H4B Boston.pdf

H4B Boston—which recently shed the Back Bay moniker to reflect its more central location—is shining against the backdrop of a city known for its life-sciences community.

The agency established a strong footprint in the market during 2014. “Our first full year [2013] was more of a start-up-phase mentality,” recalls Stephen Piotrowski, managing director of the Health4Brands network agency.

Firm leaders expect to repeat the double-digit revenue performance of 2014 this year. “We will continue to aim for double-digit growth until we reach a certain scale,” Piotrowski shares.

The shop signed on five new assignments in 2014, including new business pitch wins from ­Braintree Laboratories and Boston Biomedical. Julien Jarreau, EVP creative director, is quick to point out that organic growth is an important part of the agency’s top line.

“There’s nothing better than a client awarding you new business based on a previous project’s performance,” says Jarreau, with a nod toward the agency’s biggest client, Genzyme, a Sanofi company. The shop manages the US and global assignments for every rare disease drug in its portfolio.

The newest Genzyme assignments that H4B Boston has picked up include Kynamro for a rare type of high cholesterol called homozygous familial hypercholesterolemia (HoFH); Thyrogen for ­postoperative thyroid remnant ablation; and ­olipudase, a protein-based therapy being studied for the metabolic disease Niemann-Pick Type B.

The team is busy working on a first-in-class oncology stem-cell product for Boston Biomedical, which competes with Macrogenics and Verastem at the chance to bring products targeting cancer stem cells to market.

The agency completed important prelaunch work to drum up awareness about cancer stem cells, Jarreau reports. “We focused on helping oncologists understand the role therapies designed to target stem cells play alongside radiation and chemotherapy,” he says.

“The Boston Biomedical account reinforces our capabilities as a highly specialized agency with broad therapeutic experience in niche categories,” observes Piotrowski. A client like Boston Bio­medical is perhaps most interested in a service model that will scale up with them as they grow.

“Clients in different life stages may not want the full resource list, but we can scale our services to fit the need,” Piotrowski states. “We are able to tap into managed markets, consumer, medical education, digital and more.”

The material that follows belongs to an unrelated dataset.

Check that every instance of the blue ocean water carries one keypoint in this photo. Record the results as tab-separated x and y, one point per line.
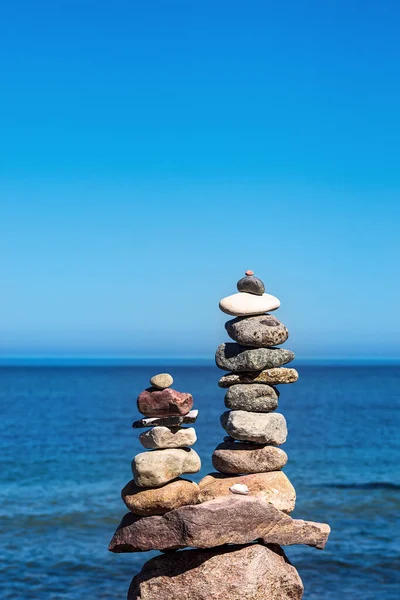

Piotrowski has learned that the market is simply different in Boston. “Our clients aren’t just about business,” he explains. “They expect us to have some skin in the game and trust is an important piece of the puzzle.”

The agency lives up to the expectation of giving back outside the office, and then some. “We focus on building a strong culture from a value perspective,” Jarreau shares. “We like to give back.”

The agency’s head count is likely to settle around 25 by year’s end—in no way a large number, but certainly a far cry from the three employees present on the day the agency opened its doors. Fluctuations have occurred as “we learned along the way that not everyone is built to work in a startup agency,” Piotrowski quips.

Piotrowski is most proud that the agency has recorded zero account losses since its establishment. “That’s a testament to the relationships we’ve built,” he says. “But we need a backup plan. Client diversification, combined with our current work, will get us to our goals.”